History is great, but the future is all we have left

Gar Mac Críosta
Tradecraft of Transformation
9 min readNov 12, 2017

This is my submission for Congregation 2017 #cong17

“Reality leaves a lot to the imagination.”

- John Lennon

We talk about innovation in the present tense (the present), we describe innovation through the lens of previous innovations (the past). But the future is all we have left. Thinking about the future is something we all do but without much thought. This post feels like a bit of a cheat for Congregation (www.congregation.ie) last years theme was the ‘Future’ and this years is ‘Innovation’ I’m going to combine the two things. I’m making the case that without tools to support the innovation process, innovation dies 1 post-it at a time.

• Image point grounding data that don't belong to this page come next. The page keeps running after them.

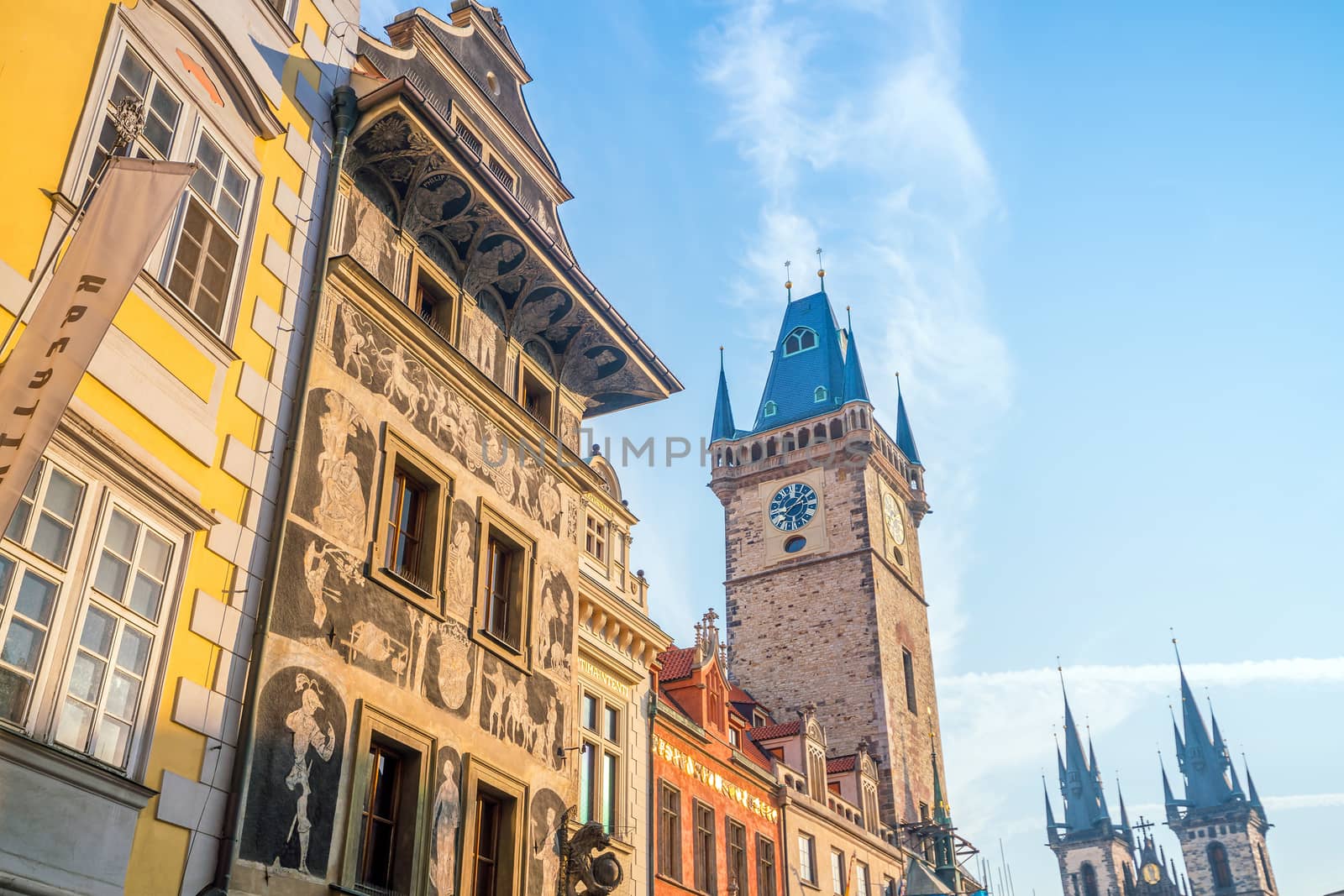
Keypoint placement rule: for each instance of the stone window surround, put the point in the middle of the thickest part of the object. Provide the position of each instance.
(492, 523)
(108, 469)
(192, 121)
(400, 453)
(370, 723)
(476, 774)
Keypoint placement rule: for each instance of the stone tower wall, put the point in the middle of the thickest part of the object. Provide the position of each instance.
(1243, 837)
(830, 627)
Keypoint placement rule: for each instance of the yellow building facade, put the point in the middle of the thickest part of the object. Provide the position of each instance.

Innovation dies 1 post-it at a time

This year (& next year 2018) with MindRising we are exploring the area of future thinking and teaching future thinking in schools (and outside of that I get to do this with grown-ups). We will be introducing a whoFuturecasting Toolkit a method, canvas & card-deck that can be used to create futurecasts. Innovation can’t happen without imagination. Imagination is a ‘muscle’ that can be trained. But how do we begin to think about the future. My work as an architect has brought me into contact with scenario planning, strategic foresight, future forecasting, long-range planning, technology adoption strategies etc. Lot’s of good work has been done in this area so this is hopefully a valuable (&fun) addition to the toolbelt.

The Challenges

  1. Organisations who aren’t keeping an eye on the horizon end up being hit in the back of the head by obvious signals when it’s too late
  2. Most organisations struggle to think of tomorrow as being any different from today, the future is today +1 or +10 but it’s linear and predictable. This works well right up until the time when it doesn’t work at all and your irrelevant.
  3. The certainty of uncertainty and our predilection for prediction. Our brains crave certainty it’s the way we are wired, we hate uncertainty and it’s sister ambiguity. As a result we are condition to make predictions, when they come true they reinforce our self-delusion when they fail they are explainable.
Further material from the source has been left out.